Are the gods real? If so, are they demonstrably real? Do they reveal themselves? Do they act through mortal hands? Do they influence the world directly? Do they bestow power? Does faith matter? Did the gods make the world? Did they make other worlds? Do they care about mortals? What do they want? Does faith influence the gods (i.e. does lack of belief cause a god to “die”?)?

How many gods? None, one, a few, or a whole bunch? Are all Gods manifestations of one divine essence? Can they be counted? Does the number change?

What is the hierarchy of gods? How are the gods related to one another? Are some higher or lower? Is there a family tree? Are some portions of a pantheon totally separate? Are there multiple pantheons? 

What do different peoples think of the gods? Are all religions “true”? Do different peoples have different conceptions of the same gods? Is there religious conflict? If the gods are demonstrably real, does anyone still suffer from uncertainty or doubt? How are the gods depicted? 
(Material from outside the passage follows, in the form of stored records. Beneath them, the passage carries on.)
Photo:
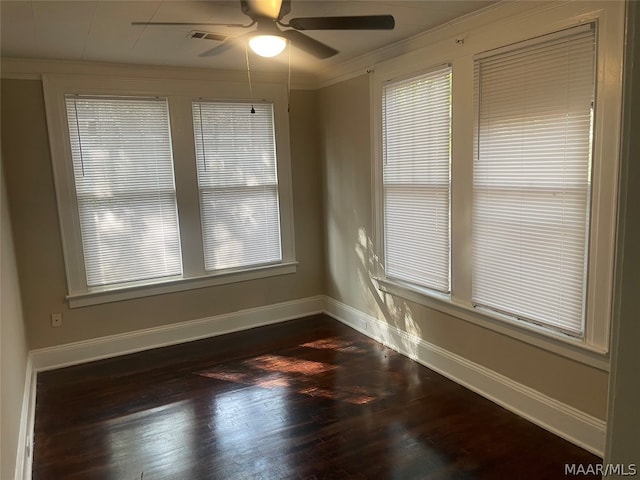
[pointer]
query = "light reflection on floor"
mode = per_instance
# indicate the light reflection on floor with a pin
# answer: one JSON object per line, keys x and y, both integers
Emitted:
{"x": 294, "y": 374}
{"x": 164, "y": 433}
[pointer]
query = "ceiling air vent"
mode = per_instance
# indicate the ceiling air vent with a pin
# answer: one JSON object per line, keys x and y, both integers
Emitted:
{"x": 207, "y": 36}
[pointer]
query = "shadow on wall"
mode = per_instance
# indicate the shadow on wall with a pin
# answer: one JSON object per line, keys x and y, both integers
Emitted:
{"x": 395, "y": 311}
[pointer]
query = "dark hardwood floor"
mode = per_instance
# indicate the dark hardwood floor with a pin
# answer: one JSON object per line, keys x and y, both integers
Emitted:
{"x": 306, "y": 399}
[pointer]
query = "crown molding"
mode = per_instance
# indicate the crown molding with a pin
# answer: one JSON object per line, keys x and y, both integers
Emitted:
{"x": 33, "y": 69}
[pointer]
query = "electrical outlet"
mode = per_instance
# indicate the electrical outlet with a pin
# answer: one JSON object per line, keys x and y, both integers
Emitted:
{"x": 56, "y": 320}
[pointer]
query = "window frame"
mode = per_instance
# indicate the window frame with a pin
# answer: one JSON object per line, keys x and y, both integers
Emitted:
{"x": 460, "y": 52}
{"x": 179, "y": 94}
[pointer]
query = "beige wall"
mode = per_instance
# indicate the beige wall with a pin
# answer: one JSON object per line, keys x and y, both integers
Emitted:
{"x": 348, "y": 210}
{"x": 623, "y": 429}
{"x": 39, "y": 251}
{"x": 13, "y": 346}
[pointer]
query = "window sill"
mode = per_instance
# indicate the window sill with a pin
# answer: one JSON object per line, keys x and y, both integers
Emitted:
{"x": 119, "y": 293}
{"x": 569, "y": 347}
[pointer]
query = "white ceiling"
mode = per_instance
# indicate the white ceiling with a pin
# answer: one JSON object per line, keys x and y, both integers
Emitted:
{"x": 101, "y": 30}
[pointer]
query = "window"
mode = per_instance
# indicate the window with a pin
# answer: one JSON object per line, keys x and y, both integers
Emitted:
{"x": 123, "y": 172}
{"x": 238, "y": 184}
{"x": 175, "y": 187}
{"x": 416, "y": 154}
{"x": 496, "y": 179}
{"x": 532, "y": 179}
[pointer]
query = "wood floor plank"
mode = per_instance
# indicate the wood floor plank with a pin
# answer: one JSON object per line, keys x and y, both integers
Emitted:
{"x": 306, "y": 399}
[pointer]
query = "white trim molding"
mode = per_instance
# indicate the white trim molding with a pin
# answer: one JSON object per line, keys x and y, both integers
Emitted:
{"x": 563, "y": 420}
{"x": 122, "y": 344}
{"x": 24, "y": 456}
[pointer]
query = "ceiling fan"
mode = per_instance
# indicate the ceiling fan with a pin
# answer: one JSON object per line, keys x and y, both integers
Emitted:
{"x": 269, "y": 39}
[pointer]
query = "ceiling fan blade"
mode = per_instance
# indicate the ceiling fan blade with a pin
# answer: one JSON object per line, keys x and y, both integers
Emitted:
{"x": 284, "y": 9}
{"x": 361, "y": 22}
{"x": 223, "y": 47}
{"x": 174, "y": 24}
{"x": 308, "y": 44}
{"x": 257, "y": 9}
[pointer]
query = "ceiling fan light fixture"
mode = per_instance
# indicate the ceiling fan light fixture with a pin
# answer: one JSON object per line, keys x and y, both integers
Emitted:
{"x": 267, "y": 45}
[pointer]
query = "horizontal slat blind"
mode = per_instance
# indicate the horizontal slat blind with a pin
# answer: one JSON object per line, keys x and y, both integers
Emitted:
{"x": 238, "y": 184}
{"x": 123, "y": 171}
{"x": 532, "y": 179}
{"x": 416, "y": 157}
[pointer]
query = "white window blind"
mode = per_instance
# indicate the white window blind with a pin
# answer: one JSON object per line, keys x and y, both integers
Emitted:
{"x": 123, "y": 173}
{"x": 532, "y": 179}
{"x": 416, "y": 122}
{"x": 238, "y": 184}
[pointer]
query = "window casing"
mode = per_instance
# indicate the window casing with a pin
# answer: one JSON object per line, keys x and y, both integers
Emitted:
{"x": 588, "y": 343}
{"x": 532, "y": 173}
{"x": 125, "y": 190}
{"x": 178, "y": 98}
{"x": 416, "y": 123}
{"x": 237, "y": 184}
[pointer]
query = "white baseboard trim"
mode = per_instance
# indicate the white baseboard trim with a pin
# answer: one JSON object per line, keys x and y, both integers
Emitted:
{"x": 122, "y": 344}
{"x": 24, "y": 455}
{"x": 563, "y": 420}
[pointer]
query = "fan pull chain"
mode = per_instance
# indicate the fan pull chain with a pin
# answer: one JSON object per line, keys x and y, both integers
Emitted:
{"x": 75, "y": 108}
{"x": 246, "y": 54}
{"x": 204, "y": 150}
{"x": 289, "y": 81}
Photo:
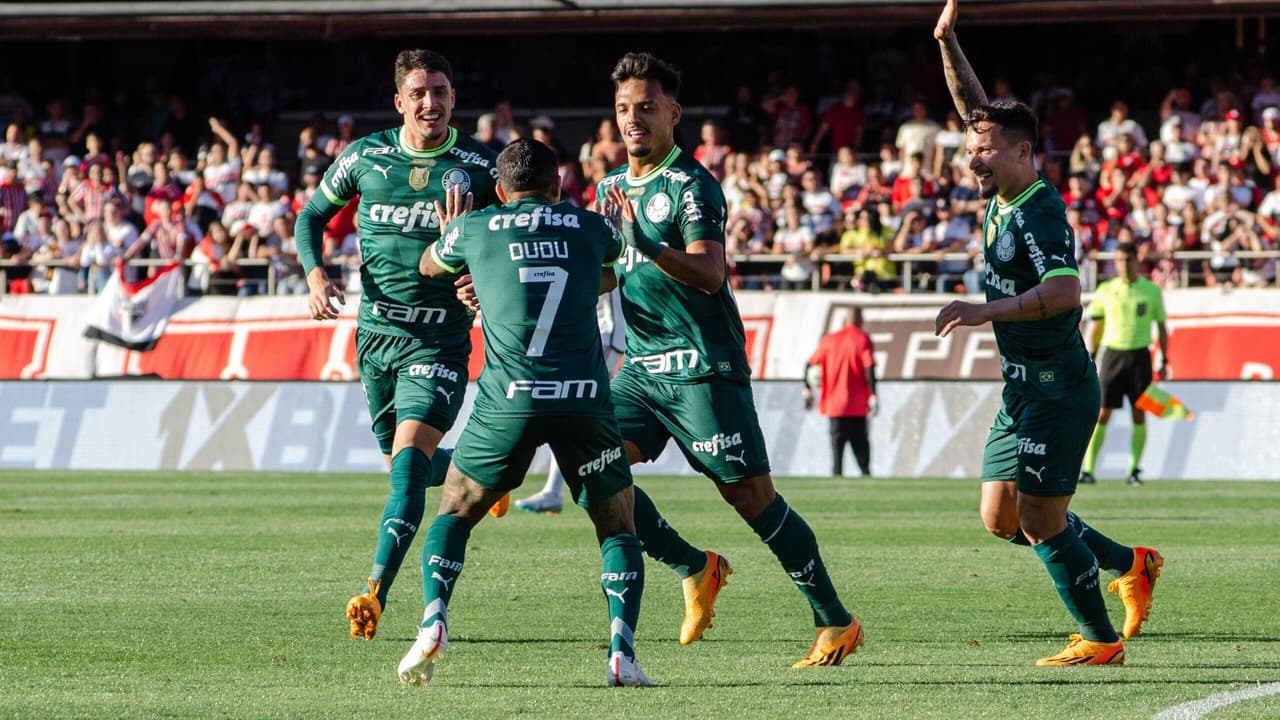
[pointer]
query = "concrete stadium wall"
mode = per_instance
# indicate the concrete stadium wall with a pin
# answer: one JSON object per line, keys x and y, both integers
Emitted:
{"x": 923, "y": 429}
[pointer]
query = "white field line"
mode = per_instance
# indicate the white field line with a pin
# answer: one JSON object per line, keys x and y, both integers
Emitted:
{"x": 1197, "y": 709}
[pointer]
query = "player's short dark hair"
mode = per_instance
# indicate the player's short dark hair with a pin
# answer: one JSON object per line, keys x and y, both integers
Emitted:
{"x": 1015, "y": 119}
{"x": 528, "y": 165}
{"x": 429, "y": 60}
{"x": 645, "y": 65}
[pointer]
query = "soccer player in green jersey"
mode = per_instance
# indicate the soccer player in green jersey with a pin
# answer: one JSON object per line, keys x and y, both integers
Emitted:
{"x": 1121, "y": 313}
{"x": 538, "y": 267}
{"x": 1051, "y": 390}
{"x": 686, "y": 376}
{"x": 412, "y": 335}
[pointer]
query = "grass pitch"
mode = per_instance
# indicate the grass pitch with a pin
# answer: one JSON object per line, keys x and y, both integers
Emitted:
{"x": 222, "y": 596}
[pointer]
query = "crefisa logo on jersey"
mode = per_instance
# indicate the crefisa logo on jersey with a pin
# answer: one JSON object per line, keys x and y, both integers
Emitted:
{"x": 456, "y": 177}
{"x": 658, "y": 208}
{"x": 1005, "y": 247}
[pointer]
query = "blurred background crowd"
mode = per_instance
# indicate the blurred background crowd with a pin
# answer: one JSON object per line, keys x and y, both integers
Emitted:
{"x": 832, "y": 180}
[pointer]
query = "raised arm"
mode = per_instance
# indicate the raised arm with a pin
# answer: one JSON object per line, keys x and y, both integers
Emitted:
{"x": 967, "y": 92}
How are gods categorized? Are some good or bad? Or are there different “spheres” of gods? Are the gods representational? What (ideas, values, objects, professions, cultures, species) do they represent ? Have these categorizations changed over time? Are the mortal conceptualizations of the gods accurate?
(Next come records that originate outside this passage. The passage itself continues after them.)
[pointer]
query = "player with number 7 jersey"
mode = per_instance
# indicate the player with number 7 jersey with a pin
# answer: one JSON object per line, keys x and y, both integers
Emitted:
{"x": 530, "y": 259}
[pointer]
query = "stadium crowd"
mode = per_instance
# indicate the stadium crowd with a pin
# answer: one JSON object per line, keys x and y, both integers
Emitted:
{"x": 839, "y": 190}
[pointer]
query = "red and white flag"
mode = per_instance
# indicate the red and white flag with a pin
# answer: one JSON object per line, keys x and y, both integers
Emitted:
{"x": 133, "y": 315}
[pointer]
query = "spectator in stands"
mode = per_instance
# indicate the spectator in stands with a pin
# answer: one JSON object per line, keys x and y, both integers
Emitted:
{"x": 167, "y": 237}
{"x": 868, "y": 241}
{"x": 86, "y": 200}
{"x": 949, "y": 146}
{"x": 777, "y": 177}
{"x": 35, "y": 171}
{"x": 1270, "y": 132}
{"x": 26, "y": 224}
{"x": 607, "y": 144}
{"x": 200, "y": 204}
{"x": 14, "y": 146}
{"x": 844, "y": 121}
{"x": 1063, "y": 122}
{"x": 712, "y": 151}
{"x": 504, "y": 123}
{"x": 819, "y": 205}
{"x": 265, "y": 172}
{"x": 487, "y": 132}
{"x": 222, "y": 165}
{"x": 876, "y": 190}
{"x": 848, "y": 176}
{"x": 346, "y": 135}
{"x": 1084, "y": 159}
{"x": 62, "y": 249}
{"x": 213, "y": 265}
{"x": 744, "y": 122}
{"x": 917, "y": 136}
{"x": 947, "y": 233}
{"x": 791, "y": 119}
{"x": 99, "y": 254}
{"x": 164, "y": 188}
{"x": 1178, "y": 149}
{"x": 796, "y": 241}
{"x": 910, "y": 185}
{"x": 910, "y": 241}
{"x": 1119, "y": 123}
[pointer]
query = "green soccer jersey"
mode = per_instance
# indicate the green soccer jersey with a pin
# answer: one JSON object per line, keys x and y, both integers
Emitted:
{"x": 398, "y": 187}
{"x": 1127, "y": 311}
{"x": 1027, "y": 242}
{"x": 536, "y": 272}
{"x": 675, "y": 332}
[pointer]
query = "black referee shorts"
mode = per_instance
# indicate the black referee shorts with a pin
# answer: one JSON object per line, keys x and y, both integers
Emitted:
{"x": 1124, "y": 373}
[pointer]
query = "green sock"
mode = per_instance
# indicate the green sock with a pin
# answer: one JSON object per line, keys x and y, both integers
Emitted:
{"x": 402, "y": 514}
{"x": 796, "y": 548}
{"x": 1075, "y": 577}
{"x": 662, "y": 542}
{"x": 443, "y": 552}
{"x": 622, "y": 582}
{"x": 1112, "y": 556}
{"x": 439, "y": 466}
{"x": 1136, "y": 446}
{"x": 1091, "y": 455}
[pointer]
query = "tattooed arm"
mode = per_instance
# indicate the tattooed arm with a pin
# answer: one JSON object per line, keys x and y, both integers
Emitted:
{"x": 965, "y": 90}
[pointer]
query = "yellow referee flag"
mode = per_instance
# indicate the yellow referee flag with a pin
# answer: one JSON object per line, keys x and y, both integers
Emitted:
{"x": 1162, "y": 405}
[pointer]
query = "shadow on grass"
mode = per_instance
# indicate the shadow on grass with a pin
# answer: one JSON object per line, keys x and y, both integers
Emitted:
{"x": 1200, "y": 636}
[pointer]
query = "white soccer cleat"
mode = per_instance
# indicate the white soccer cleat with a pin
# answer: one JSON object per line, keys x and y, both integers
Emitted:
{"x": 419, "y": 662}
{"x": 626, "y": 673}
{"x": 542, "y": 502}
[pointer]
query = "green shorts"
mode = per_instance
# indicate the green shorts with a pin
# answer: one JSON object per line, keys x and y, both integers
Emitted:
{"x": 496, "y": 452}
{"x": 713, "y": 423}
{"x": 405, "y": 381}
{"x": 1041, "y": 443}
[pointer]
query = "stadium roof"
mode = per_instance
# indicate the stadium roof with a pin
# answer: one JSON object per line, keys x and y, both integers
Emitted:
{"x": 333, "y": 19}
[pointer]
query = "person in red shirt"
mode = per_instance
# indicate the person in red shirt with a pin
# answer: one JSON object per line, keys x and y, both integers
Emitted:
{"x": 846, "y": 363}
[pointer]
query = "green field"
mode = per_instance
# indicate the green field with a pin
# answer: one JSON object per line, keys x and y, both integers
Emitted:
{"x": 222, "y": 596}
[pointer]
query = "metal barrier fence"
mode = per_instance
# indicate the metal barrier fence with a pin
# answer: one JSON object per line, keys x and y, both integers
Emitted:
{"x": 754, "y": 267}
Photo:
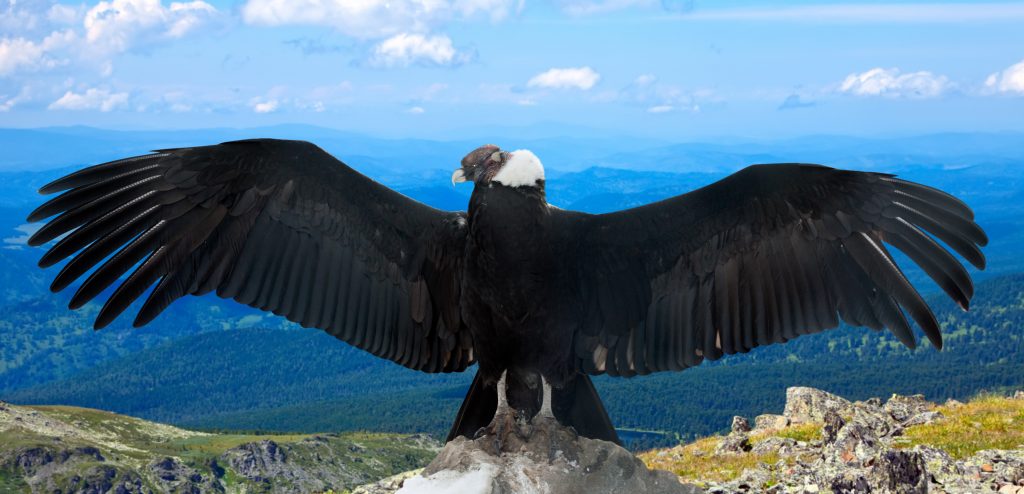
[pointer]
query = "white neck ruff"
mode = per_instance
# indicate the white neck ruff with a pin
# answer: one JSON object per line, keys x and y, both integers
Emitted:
{"x": 522, "y": 169}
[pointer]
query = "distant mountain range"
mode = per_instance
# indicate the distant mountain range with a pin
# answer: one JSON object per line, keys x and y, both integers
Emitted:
{"x": 211, "y": 363}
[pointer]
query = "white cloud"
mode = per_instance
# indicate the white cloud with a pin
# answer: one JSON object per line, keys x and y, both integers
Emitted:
{"x": 1010, "y": 80}
{"x": 92, "y": 98}
{"x": 591, "y": 7}
{"x": 118, "y": 25}
{"x": 406, "y": 49}
{"x": 656, "y": 96}
{"x": 268, "y": 106}
{"x": 869, "y": 12}
{"x": 893, "y": 83}
{"x": 6, "y": 104}
{"x": 20, "y": 53}
{"x": 374, "y": 18}
{"x": 572, "y": 78}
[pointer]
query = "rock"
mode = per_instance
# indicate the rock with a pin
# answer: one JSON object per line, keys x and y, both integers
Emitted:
{"x": 552, "y": 459}
{"x": 174, "y": 477}
{"x": 873, "y": 417}
{"x": 387, "y": 486}
{"x": 832, "y": 426}
{"x": 732, "y": 444}
{"x": 855, "y": 444}
{"x": 770, "y": 422}
{"x": 902, "y": 408}
{"x": 923, "y": 418}
{"x": 809, "y": 405}
{"x": 740, "y": 424}
{"x": 774, "y": 445}
{"x": 872, "y": 402}
{"x": 900, "y": 472}
{"x": 256, "y": 461}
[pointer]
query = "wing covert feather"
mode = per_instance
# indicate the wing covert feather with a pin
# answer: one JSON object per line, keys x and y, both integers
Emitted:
{"x": 765, "y": 255}
{"x": 276, "y": 224}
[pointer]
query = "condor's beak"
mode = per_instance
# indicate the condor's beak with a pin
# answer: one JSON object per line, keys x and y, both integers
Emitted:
{"x": 458, "y": 176}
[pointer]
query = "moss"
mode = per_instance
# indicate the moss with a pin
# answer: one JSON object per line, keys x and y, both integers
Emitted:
{"x": 696, "y": 461}
{"x": 985, "y": 422}
{"x": 11, "y": 482}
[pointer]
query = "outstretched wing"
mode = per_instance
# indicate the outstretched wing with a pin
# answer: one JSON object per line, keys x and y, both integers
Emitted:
{"x": 276, "y": 224}
{"x": 765, "y": 255}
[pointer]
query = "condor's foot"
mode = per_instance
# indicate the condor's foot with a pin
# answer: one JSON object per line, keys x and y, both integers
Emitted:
{"x": 545, "y": 426}
{"x": 507, "y": 425}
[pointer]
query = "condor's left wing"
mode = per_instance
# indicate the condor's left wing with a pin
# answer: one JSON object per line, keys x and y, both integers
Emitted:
{"x": 763, "y": 256}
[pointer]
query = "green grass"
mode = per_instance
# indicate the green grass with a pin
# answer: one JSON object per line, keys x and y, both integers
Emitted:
{"x": 129, "y": 444}
{"x": 985, "y": 422}
{"x": 804, "y": 433}
{"x": 696, "y": 462}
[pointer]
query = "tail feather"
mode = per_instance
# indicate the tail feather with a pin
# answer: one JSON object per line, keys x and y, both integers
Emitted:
{"x": 579, "y": 405}
{"x": 476, "y": 410}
The canonical gods of Borough Bound's "Triple Trinity" pantheon are viewed quite differently from realm to realm. These differences are sometimes the result of the circumstances of the world, and they sometimes influence the circumstances of the world. Every aspect of your worldbuilding can be reflexive in this manner.

Technology / Magic

How advanced is metallurgy? Can folks make iron? Steel? Exotic metals?

Determine whether the following (or some analog) exist:

  • Printing press
  • Gunpowder
  • Railroad
  • Medicines beyond herbs and bandages
  • Immediate long-distance communication 
  • Airships
  • Telescopes
  • Refrigeration / food preservation
  • Clock
  • Steam or gas power
  • Arcane or electrical light

What magic is possible? How is magic categorized? Who can learn it? Is it studied academically? Are there different “schools” of magic? Are the classifications of magic in your TTRPG system canonical in your setting? What tradeoffs does spellcasting require? What are the moral ramifications of magic? How has magic affected the socioeconomics of the world? Is magic feared? Loved? Hidden? Hoarded? Forbidden? Forgotten? Are all of the spells from your TTRPG system potentially available to NPCs? Or is your party unique in the magic they can wield?

Which technologies and magic are most important? Does one device or form of magic define your setting? Are technologies ubiquitous or unevenly distributed? Are some cultures far less advanced than others? Which creations are most recent? What might get invented next?